Encode np.uin8 arrays to video using ffmpeg+CUDA

Question

I am trying to take advantage of the video encoding capabilities of my Nvidia GPU by using it, instead of CPUs, to save a stream of numpy arrays to an .mp4 or .avi file. With this I indend to:

release work from my CPUs, so they can do other stuff at the same time
potentially, speed up the encoding

In order to do that, I have created a sample repository that implements this functionality. The ffmpeg call that uses CUDA looks as follows:

ffmpeg -y -f rawvideo -pix_fmt rgb24 -vsync 0 -extra_hw_frames 2 -s 2000x2000 -r 45 -i - -an -c:v h264_nvenc output.mp4

As you see, ffmpeg receives data from standard input. This standard input is provided by the ffmpeg_gpu_benchmark.py script. However, even when running the CUDA flag -c:v h264_nvenc, I observe ffmpeg and python still take up a lot of CPU time. Why could that be?

For the sake of completeness, here is the relevant code

def run_v2(camera, proc, args, pb, data=None):
    try:
        if data is None:
            frame = read_frame(camera=camera, color=args.color, height=args.height, width=args.width)
            data = frame
        
        write_to_ffmpeg(proc, data)
        if pb: pb.update(1)
        if  args.preview:
            cv2.imshow("frame", cv2.resize(frame, (300, 300)))  
            if cv2.waitKey(1) == ord("q"):
                raise QuitException
        return 0
    except (KeyboardInterrupt, QuitException):
        stop_camera(camera)
        return 1

where proc is a subprocess.Popen is created like so

proc = subprocess.Popen(
        cmd,
        stdin=subprocess.PIPE,
        stdout=subprocess.PIPE,
        shell=False
    )

and write_to_ffmpeg is just running this

# data is an np.array with dtype np.uint8
proc.stdin.write(data)

This is True even when I set frame to be a constant random frame created with np.random.randint when the program starts. So it's not latency due to frame acquiring.

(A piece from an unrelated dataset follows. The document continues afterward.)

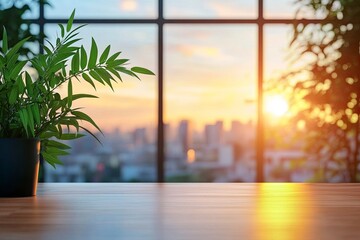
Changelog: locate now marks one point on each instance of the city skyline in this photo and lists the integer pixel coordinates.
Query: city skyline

PS I am doing this because unfortunately the CUDA based VideoWriter class from OpenCV is only supported on Windows and not Linux

A couple observations. (1) you don't need `stdout=subprocess.PIPE` (just sayin') (2) Have you tried to reencode your encoded video with hwaccel ffmpeg? That is, if you remove all Python clutter from your problem, does it still require high CPU utilization? (make sure to use HW decoder as well) (3) The other way around, how busy is it if you comment out `write_to_ffmpeg` line? (4) Can you feed the camera feed straight to ffmpeg and perhaps split its output to stdout? Wonder if that improves anything. — kesh, Feb 22 '22 at 20:08
1) Right, I copy-pasted that but indeed it's not needed! 2) and 3) I think the main cpu usage was driven by the conversion to grayscale, as mentioned by @Rotem 4) I think I can't because it's a Basler camera. I only know how to operate it from a Python program — antortjim, Mar 01 '22 at 14:49
Can you set your [camera image format to `Mono8`](https://docs.baslerweb.com/pixel-format#))? I bet that further reduces the CPU load as it only needs to receive grayscale data from USB — kesh, Mar 01 '22 at 17:07
Neither `mono8` nor `Mono8` seem to work on my side. I get the error `[rawvideo @ 0x559b02365840] No such pixel format: mono8. pipe:: Invalid argument ` — antortjim, Mar 01 '22 at 17:16
Aa ok sorry you mean on the Basler side! Yes let me try. Indeed, it is already `Mono8`, according to Pylon Viewer — antortjim, Mar 01 '22 at 17:17
So it's mono but `camera._next_image()` returns RGB? I wonder if it's actually doing the unnecessary grayscale-to-RGB conversion. — kesh, Mar 01 '22 at 17:25
One last thing, I was browsing `pypylon` repo (which isn't what you're using?) and noticed they have `grabResult.GetArrayZeroCopy()`. I was wondering if this retrieval option could help you. — kesh, Mar 01 '22 at 17:27
I am using [this](https://github.com/shaliulab/baslerpi), a Python library we have in the lab to interact with Basler cameras, abstracting away the pypylon logic. But inded, it is based on pypylon. I wrote it some time ago and I know it's not clean, sorry about that! You can follow by checking `camera._next_image()`, which calls `_next_image_raw()`, which calls `grab()` and eventually in there I: `grabResult = RetrieveResult(timeout, pylon.TimeoutHandling_ThrowException)` — antortjim, Mar 01 '22 at 17:41
Let us [continue this discussion in chat](https://chat.stackoverflow.com/rooms/242523/discussion-between-antortjim-and-kesh). — antortjim, Mar 01 '22 at 17:43
It appears that you can set it from Python `camera.PixelFormat = "Mono8"`. — kesh, Mar 01 '22 at 18:01

score 2 · Answer 1 · answered Feb 22 '22 at 22:24

When executing your code sample I could identify two issues:

frame = cv2.cvtColor(frame, cv2.COLOR_BGR2GRAY) has high CPU utilization.
The frame rate of the camera simulation is not 45fps.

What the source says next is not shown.